Sometimes it takes a thief to catch a thief, or at least, a detective who thinks like a thief. A good example of this is an ethical hacker. Hacking involves gaining unauthorised access to a system, network, application, digital gadget or data. And ethical hacking involves an authorised attempt to track unauthorised breaches to rectify them. In short, an ethical hacker duplicates strategies and actions of malicious attackers, follows their path, closes the breach and tries to identify the hackers by following their digital trail. What’s more, ethical hackers can find out vulnerabilities in security systems before an attack can happen, and help in preventing them.

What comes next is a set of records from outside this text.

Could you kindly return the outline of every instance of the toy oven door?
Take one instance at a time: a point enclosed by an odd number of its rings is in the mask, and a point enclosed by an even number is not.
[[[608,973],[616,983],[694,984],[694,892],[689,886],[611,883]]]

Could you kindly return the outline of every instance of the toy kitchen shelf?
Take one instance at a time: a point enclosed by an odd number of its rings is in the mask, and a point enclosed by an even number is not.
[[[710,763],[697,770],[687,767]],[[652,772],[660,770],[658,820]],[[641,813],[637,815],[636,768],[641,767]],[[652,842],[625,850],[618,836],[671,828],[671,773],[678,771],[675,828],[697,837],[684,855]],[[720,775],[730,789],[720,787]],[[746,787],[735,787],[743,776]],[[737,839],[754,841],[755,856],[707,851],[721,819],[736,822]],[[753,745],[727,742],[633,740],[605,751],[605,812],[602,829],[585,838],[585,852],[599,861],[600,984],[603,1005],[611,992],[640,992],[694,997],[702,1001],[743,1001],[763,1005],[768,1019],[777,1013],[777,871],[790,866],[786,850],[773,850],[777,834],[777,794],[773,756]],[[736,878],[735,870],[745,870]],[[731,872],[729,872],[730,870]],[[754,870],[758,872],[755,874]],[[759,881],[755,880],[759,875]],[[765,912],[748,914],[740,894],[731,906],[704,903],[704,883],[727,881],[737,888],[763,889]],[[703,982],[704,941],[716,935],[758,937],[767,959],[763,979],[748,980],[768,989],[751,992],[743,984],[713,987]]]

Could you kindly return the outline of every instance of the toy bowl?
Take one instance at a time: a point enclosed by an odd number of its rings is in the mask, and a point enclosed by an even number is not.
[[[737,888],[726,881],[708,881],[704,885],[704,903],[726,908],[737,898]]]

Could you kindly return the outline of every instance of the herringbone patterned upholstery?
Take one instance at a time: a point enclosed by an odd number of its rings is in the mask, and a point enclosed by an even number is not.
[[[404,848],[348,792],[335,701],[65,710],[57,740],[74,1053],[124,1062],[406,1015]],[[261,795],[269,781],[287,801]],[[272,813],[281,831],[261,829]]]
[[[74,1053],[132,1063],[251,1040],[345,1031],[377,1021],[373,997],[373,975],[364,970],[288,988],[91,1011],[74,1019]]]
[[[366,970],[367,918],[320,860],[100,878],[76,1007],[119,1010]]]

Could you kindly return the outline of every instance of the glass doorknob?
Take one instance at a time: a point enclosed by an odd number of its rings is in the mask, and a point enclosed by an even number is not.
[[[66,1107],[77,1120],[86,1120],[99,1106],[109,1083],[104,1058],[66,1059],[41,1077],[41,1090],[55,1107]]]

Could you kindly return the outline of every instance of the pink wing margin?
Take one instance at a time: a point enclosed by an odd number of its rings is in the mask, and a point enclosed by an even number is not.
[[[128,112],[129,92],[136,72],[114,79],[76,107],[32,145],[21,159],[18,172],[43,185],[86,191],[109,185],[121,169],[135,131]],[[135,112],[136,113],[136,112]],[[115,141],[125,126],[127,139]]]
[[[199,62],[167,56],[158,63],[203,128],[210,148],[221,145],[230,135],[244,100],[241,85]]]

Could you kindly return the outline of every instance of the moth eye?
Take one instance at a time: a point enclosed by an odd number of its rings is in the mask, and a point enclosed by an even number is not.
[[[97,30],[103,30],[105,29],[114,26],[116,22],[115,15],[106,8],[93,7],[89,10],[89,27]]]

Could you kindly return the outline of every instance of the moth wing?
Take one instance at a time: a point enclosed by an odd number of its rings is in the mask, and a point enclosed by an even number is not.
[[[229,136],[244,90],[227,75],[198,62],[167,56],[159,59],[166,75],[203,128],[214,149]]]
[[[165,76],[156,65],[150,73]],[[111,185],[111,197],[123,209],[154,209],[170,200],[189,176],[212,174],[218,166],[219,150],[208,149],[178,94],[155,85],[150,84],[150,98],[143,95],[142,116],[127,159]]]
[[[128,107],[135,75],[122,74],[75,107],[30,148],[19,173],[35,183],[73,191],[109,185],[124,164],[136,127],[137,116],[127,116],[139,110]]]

How do ethical hackers work?
Hackers are of 3 types: Black hats, white hats and grey hats. The black hats use unauthorised means, white hatters stick to what is authorised, while the grey ones try to use a middle path. Ethical hackers are white hat security experts who perform safety assessments or try to recover hacked data. They help in improving an organization’s security posture, tighten national security, and tighten personal data security. Ethical hackers always work with the approval of the data owner, and their mission is the opposite of the black hat hacker.
How do ethical hackers remain ethical?
Hacking is a word with a strong negative feel to it. But an ethical hacker is a ‘good guy’. To remain so, he or she must follow some protocol. Firstly, they have to stay legal. So they obtain proper approval before starting and stick to all the rules laid out by the owner of the data. Next, the ethical hacker does a clear assessment of what has happened and submits a full report. Then they point out the vulnerabilities they noticed in the process and suggest ways of rectifying these. Through the process, an ethical hacker respects data sensitivity. They start by signing a nondisclosure agreement and they stick to it throughout.
How do ethical hackers serve society?
Society reaps benefits from what an ethical hacker does. It is because they find out weak points in security systems from an attacker’s point of view, and help in fixing these, as well as implement stronger security. They assist in stopping terrorists from accessing national security systems, protect financial institutions and their clients, and define much of the data security operations we see around us.